The setup is simple: a cafe that has magical powers to take people back in time. But whatever you do in the past won't change your present. So what good is it? 'Before the Coffee Gets Cold' explores such a conundrum. The best-selling novel from Japan, written by Toshikazu Kawaguchi and translated to English by Geoffrey Trousselot, has many elements similar to Matt Haig's bestselling novel 'The Midnight Library'. Both books are about making peace with the past. Both involve time travel to the past, the only difference being in the scale of it. One can go infinity times in the latter, but only once in this one.
The book contains four parts, or extended chapters, with a sitcom-style setup. Each one has an individual story line that also ties in with the larger plot. In each part, a person goes back into time and tries to revisit their past. Even though the present never changes, the person changes due to a perspective change during their visit. The catch are a few rules that are so restrictive that it makes the process too cumbersome to bother with. The main one is that one has to get back before the coffee served to them gets cold. If not, they become ghosts, like the one mysterious ghost woman in the story.
When I started reading it, I was initially turned off by the overtly visual style of narration, which I don't normally like. But there was a notable variation in this book. Its style was more pronounced. Every depiction of actions by characters has an exaggerated quality that reminded me of 'Throne of Blood', an Akira Kurosawa movie inspired by Shakespeare's 'Macbeth'. While watching it, I felt the same way and later realized the movie based its narration on the Noh dramas of Japan. Then I came to know that the book was initially written as a play, and that explained my discomfort. Now with this contextual knowledge, I was able to enjoy the book better.
My main complaint about the book is the negligible character development. None of them have an iota of personality to speak of. But the narration style of a theatrical production covered most of this issue. Though it made it difficult to connect with the characters, especially when they are on their emotional heights, their exaggerated acts make them distinguishable. The plot is also highly uneven. The motives don't have much clarity, and resolutions are sometimes abrupt and refuse to engage the reader's emotions. Still, the novel is fairly interesting and readable for its message and narrative style.
*From here on, there are some spoilers.*
The book is essentially an allegory about how people choose to live in their pasts, refusing to move forward, like the ghost in the story who lost track of time. In the first chapter, we find Fumiko becoming a metaphorical ghost when she hears that her lover is leaving her to go to the US. We see her drinking her coffee and realizing it has turned cold. She has become tied to her past and cannot see a way forward. It's when she revisits her past and hears fully what her lover has to say that she gets back to being a living being. If you see closely, the same is the case in the first three chapters.
In the final chapter, we find a twist. Kei decides to travel to her future. Kei has become a ghost not because of her past life but due to her anxiety about the future. To come out of it, she has to go to the future and make peace.
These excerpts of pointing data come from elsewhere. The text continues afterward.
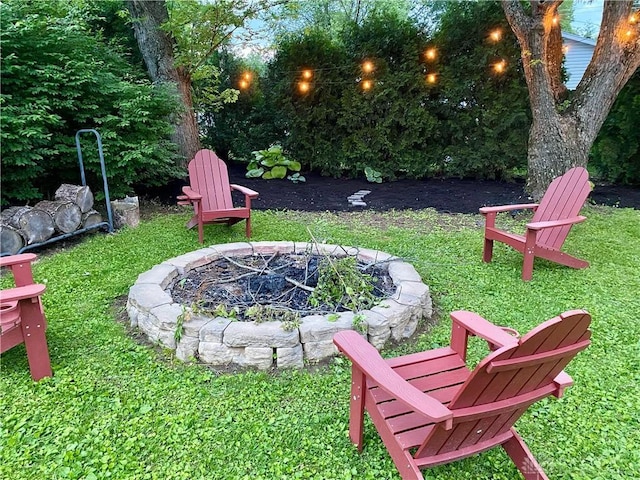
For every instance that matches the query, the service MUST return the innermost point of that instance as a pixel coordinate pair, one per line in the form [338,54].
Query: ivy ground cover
[119,409]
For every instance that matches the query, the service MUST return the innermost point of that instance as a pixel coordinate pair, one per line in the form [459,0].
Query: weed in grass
[113,410]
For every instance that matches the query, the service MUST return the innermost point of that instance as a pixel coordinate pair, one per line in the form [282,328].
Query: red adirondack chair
[210,194]
[554,216]
[22,318]
[430,409]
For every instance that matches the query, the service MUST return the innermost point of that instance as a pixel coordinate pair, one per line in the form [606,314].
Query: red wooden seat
[22,318]
[430,409]
[553,218]
[210,194]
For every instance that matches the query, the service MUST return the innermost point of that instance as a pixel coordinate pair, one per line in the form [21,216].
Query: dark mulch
[445,195]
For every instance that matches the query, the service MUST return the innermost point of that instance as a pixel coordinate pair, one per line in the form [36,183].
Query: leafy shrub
[272,163]
[59,77]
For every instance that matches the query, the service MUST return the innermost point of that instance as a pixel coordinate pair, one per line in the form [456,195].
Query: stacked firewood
[71,210]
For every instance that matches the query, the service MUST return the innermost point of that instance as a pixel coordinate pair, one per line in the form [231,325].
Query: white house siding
[579,51]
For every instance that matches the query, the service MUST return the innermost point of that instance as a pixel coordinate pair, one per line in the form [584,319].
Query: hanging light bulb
[500,66]
[304,87]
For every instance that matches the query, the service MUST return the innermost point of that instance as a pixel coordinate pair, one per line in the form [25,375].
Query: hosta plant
[272,163]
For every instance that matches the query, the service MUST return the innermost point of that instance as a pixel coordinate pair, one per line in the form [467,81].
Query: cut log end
[11,239]
[66,215]
[35,225]
[91,219]
[79,194]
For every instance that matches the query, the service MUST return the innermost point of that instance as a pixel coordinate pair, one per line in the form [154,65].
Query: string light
[367,67]
[245,80]
[304,87]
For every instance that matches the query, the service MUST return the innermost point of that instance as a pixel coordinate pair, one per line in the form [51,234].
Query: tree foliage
[469,122]
[58,77]
[565,124]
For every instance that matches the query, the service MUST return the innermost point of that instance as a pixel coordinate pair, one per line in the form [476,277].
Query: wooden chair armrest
[562,381]
[17,259]
[468,323]
[367,359]
[191,194]
[246,191]
[508,208]
[555,223]
[21,293]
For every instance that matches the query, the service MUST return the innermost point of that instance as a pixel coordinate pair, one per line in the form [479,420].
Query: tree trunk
[565,125]
[157,49]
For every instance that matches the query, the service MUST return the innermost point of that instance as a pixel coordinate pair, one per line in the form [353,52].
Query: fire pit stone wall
[223,341]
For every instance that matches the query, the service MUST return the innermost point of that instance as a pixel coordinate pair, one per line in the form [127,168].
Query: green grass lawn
[117,409]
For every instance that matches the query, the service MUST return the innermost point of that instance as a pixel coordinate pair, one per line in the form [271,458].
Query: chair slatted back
[508,381]
[208,175]
[563,199]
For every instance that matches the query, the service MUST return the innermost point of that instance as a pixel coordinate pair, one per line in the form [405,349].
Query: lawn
[118,409]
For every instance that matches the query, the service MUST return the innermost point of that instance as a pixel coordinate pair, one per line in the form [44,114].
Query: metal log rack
[108,225]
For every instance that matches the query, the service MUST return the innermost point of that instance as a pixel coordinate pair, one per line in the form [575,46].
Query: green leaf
[254,173]
[295,166]
[279,172]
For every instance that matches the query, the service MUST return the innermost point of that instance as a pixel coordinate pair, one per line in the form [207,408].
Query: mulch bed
[450,195]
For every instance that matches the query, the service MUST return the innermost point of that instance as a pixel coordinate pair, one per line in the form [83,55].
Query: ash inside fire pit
[282,286]
[166,302]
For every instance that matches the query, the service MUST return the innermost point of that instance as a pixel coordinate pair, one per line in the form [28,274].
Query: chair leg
[487,254]
[523,458]
[356,407]
[35,341]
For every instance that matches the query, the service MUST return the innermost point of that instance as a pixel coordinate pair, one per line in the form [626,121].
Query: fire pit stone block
[223,341]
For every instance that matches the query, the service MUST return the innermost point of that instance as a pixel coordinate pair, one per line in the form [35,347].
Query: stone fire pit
[224,341]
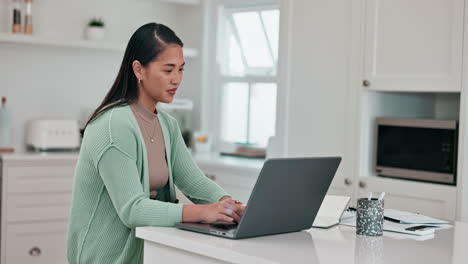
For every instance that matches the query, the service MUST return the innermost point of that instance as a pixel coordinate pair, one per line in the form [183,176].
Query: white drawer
[37,179]
[33,207]
[43,243]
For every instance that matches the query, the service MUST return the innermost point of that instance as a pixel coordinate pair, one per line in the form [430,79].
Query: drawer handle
[211,177]
[35,251]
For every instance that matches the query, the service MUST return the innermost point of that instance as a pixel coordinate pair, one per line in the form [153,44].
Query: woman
[131,157]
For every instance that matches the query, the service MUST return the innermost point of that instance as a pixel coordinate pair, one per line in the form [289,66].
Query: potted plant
[95,29]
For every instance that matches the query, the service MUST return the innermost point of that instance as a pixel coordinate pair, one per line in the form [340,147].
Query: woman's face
[161,78]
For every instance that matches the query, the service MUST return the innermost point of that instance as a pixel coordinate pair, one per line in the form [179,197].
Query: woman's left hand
[237,206]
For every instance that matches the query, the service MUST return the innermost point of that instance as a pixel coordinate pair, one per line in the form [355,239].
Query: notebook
[330,211]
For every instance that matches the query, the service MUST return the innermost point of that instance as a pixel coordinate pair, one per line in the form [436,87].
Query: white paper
[412,218]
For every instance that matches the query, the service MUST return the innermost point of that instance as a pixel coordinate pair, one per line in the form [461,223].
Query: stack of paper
[401,221]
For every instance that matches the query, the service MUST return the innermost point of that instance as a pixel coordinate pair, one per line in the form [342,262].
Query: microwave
[417,149]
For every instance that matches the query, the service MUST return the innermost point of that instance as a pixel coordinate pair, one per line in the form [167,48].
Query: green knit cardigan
[111,188]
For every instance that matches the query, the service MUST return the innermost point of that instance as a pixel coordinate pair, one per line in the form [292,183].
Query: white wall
[42,81]
[313,91]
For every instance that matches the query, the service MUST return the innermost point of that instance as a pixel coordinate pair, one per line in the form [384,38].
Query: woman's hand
[227,209]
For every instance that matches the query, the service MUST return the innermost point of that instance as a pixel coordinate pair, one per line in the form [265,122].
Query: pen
[381,196]
[352,209]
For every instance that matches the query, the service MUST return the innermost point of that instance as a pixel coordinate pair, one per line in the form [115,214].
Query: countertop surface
[339,244]
[18,156]
[215,159]
[211,159]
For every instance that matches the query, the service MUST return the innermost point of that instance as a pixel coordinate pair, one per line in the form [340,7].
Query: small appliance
[417,149]
[52,135]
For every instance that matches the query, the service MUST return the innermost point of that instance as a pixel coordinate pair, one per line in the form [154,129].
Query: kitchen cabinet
[413,45]
[431,199]
[406,62]
[237,176]
[36,198]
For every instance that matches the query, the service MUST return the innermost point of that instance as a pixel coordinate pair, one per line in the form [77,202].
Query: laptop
[286,198]
[330,211]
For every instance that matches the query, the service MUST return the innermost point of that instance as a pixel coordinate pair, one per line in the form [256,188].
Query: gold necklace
[146,132]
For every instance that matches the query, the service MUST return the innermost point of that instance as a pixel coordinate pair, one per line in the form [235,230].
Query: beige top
[154,142]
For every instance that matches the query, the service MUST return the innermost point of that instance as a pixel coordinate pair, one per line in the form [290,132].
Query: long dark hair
[145,45]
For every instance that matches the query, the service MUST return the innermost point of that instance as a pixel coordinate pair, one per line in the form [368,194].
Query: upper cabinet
[185,2]
[413,45]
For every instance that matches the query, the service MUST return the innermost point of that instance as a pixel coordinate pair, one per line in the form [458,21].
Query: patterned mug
[369,217]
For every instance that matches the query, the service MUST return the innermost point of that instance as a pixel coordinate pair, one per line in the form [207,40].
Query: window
[247,55]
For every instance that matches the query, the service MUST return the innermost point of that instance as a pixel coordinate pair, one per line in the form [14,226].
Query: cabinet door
[38,243]
[430,199]
[413,45]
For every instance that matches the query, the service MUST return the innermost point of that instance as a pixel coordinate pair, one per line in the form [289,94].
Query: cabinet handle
[362,184]
[35,251]
[348,182]
[211,177]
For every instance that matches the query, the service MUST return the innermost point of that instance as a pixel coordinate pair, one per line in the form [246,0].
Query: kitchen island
[339,244]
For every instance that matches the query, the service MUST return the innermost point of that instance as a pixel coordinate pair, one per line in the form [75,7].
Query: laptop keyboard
[225,226]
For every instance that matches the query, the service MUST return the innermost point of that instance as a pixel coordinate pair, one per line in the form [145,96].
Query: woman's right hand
[225,210]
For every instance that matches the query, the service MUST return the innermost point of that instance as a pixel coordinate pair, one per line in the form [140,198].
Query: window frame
[212,92]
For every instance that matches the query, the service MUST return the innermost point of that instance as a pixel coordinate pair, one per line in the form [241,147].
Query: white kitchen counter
[339,244]
[217,160]
[21,156]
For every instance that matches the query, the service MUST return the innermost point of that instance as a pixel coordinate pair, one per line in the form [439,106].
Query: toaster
[52,135]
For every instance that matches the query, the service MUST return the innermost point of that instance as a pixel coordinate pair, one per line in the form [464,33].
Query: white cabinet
[406,61]
[237,176]
[435,200]
[413,45]
[36,199]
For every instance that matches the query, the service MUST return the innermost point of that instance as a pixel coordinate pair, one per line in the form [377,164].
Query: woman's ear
[137,69]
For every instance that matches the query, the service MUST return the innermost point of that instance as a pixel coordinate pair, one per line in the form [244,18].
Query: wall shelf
[85,44]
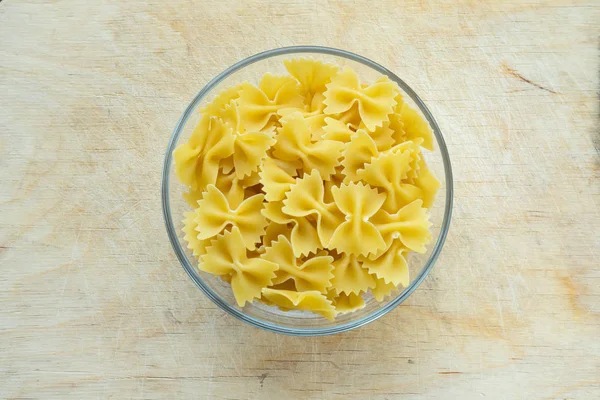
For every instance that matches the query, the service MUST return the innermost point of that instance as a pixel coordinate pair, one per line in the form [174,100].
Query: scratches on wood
[511,71]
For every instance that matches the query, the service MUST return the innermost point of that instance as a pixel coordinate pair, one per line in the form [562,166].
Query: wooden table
[94,303]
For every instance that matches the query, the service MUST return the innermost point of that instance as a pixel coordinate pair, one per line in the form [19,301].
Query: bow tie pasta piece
[198,165]
[428,184]
[314,119]
[382,136]
[410,224]
[359,151]
[306,198]
[375,102]
[414,148]
[259,105]
[275,180]
[197,246]
[313,75]
[408,124]
[337,130]
[387,172]
[357,235]
[294,142]
[250,149]
[227,256]
[235,189]
[304,235]
[312,274]
[349,277]
[273,231]
[214,214]
[308,301]
[390,266]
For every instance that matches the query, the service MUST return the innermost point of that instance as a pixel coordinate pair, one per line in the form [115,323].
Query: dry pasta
[309,190]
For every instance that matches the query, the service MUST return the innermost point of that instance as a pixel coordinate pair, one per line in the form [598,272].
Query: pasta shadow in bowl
[375,200]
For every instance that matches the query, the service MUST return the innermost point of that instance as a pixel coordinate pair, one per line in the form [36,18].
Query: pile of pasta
[309,190]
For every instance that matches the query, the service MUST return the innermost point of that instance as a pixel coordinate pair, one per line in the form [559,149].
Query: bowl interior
[258,314]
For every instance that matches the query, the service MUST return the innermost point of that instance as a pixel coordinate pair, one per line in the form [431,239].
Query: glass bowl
[270,318]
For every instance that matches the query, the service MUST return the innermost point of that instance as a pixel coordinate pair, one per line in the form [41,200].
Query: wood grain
[94,303]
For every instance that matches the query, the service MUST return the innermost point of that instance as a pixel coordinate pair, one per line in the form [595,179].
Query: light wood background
[94,303]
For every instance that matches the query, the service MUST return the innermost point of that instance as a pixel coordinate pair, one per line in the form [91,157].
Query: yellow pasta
[311,74]
[259,105]
[305,198]
[311,274]
[197,162]
[214,214]
[357,235]
[294,142]
[197,246]
[228,256]
[308,191]
[359,151]
[349,276]
[375,102]
[389,172]
[410,224]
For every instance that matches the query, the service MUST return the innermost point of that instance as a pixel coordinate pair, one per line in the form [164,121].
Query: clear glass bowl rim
[180,253]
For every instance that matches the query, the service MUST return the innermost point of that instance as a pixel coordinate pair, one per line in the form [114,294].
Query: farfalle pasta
[308,191]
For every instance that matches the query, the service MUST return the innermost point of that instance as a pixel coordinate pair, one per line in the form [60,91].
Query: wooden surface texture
[93,303]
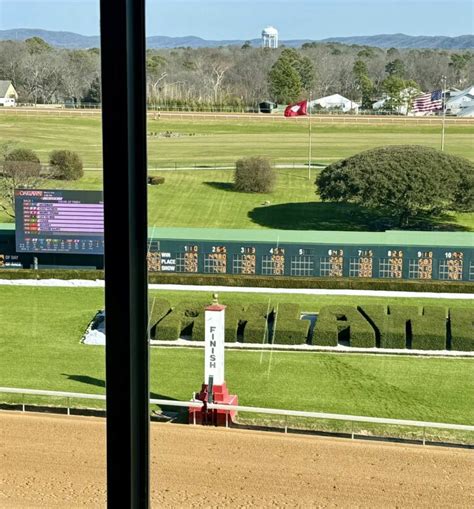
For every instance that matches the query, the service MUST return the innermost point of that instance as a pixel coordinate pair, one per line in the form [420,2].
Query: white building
[8,94]
[270,37]
[406,98]
[458,100]
[467,110]
[336,102]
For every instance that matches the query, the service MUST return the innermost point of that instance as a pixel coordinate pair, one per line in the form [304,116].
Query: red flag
[293,110]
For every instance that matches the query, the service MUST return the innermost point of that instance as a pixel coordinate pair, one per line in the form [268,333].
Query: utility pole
[443,81]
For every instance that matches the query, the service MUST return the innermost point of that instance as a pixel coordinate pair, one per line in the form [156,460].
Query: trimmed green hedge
[158,309]
[390,330]
[367,326]
[338,323]
[169,328]
[462,329]
[256,281]
[256,323]
[288,328]
[428,332]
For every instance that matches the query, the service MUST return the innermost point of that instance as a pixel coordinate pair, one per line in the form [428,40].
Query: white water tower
[270,37]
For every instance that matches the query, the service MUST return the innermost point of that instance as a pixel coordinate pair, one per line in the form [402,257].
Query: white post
[214,317]
[309,146]
[443,78]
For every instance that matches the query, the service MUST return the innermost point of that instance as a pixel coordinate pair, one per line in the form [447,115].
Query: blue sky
[244,19]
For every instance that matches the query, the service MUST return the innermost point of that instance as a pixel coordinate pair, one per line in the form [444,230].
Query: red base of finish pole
[214,417]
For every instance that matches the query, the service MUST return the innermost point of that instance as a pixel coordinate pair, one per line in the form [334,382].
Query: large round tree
[401,180]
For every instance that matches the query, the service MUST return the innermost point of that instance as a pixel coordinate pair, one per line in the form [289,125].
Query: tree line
[238,77]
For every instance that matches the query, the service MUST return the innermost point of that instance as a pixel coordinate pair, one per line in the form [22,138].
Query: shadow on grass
[340,216]
[316,216]
[98,382]
[221,186]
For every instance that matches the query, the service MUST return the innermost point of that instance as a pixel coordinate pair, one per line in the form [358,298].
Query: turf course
[201,141]
[41,350]
[205,198]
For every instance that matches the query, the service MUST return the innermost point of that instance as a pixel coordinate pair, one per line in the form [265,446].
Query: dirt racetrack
[58,461]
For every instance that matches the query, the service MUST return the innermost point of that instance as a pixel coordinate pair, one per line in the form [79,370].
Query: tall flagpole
[309,133]
[443,81]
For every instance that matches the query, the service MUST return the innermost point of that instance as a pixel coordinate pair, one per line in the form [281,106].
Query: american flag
[432,101]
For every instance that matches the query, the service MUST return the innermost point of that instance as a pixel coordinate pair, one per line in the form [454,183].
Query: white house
[8,95]
[458,100]
[336,101]
[406,96]
[467,110]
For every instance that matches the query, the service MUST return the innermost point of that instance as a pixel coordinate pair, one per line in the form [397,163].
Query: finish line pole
[125,217]
[310,140]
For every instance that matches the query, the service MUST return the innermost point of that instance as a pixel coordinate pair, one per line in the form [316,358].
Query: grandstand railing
[255,410]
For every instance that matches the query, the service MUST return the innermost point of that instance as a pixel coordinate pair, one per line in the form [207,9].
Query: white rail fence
[255,410]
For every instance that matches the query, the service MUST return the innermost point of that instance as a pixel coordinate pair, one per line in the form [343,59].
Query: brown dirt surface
[59,461]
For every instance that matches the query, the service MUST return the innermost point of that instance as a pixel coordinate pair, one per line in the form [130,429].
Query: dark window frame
[125,218]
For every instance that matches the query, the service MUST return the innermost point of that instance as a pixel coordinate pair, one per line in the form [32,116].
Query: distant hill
[73,40]
[58,39]
[408,41]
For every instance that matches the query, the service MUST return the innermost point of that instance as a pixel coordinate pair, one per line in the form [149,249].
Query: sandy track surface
[58,461]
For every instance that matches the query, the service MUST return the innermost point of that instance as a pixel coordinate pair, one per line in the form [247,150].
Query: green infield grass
[205,198]
[40,349]
[200,141]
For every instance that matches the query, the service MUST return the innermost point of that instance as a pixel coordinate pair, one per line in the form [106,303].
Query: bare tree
[21,169]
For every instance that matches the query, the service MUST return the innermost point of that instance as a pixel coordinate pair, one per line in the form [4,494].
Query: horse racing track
[58,461]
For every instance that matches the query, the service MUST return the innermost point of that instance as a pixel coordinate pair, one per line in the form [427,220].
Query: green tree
[363,82]
[254,175]
[400,92]
[285,81]
[395,68]
[36,46]
[459,63]
[291,74]
[66,165]
[403,181]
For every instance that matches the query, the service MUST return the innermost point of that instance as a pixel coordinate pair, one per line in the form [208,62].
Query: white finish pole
[214,344]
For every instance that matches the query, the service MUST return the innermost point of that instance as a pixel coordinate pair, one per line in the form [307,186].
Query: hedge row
[461,322]
[255,281]
[343,323]
[408,326]
[367,326]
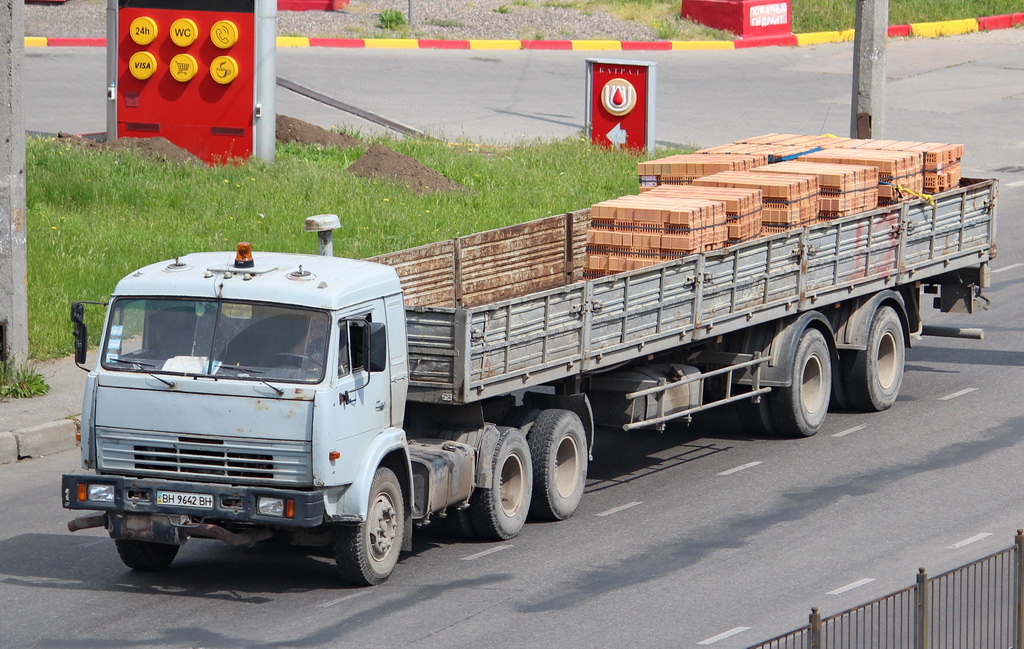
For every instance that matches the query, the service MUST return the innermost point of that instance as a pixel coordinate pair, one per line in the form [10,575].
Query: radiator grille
[235,461]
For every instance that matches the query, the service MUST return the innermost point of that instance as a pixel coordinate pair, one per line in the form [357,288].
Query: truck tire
[799,409]
[500,512]
[145,555]
[367,553]
[558,446]
[876,375]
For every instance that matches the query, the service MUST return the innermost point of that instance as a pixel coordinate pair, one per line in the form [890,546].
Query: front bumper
[230,504]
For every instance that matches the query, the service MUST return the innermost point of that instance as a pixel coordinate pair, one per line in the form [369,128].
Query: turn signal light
[244,256]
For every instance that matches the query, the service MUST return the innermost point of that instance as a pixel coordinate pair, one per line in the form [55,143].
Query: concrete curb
[39,440]
[927,30]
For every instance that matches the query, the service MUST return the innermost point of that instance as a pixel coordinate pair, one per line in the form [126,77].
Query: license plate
[177,499]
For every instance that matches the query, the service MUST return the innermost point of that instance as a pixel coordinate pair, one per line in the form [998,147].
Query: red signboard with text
[621,103]
[185,72]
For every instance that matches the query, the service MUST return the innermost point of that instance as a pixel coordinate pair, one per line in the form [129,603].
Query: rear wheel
[367,553]
[799,409]
[144,555]
[499,512]
[876,374]
[558,446]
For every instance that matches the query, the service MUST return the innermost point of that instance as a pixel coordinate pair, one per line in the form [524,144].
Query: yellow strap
[920,195]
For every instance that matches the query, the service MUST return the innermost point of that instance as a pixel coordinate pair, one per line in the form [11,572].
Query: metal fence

One cannot change the present by going back to the past or forward to the future, but one can always find relief by making peace with it and returning to the present before their coffee gets cold and permanently burying them in the rubbles of the past or future.
I feel that the ghost is a very interesting character. In the first chapter, she's reading a novel titled 'The Lovers', incidentally the name of the chapter. It's never mentioned which novels she is reading in the next chapters. If we presume that she's reading books with the respective chapter names in the next chapters, it's easy to guess who she is.
Who else is reading 'The Lovers' with her? The readers themselves, who have also somewhere in the past or present left the coffee cold and become metaphorical ghosts.
PS: There's a Japanese movie version of the book called Cafe Funiculi Funicula. They made it into a screwball comedy and changed the plot a lot. I couldn't watch that shipwreck of a movie.
Reread this book as part of the CBC discussion for the month.
For me it was an easy read but contemplative, leaving me in tears when I read it first.
May be cause, I kept all logics of writing ✍️ style aside. Especially the sisters story though simple touched my heart.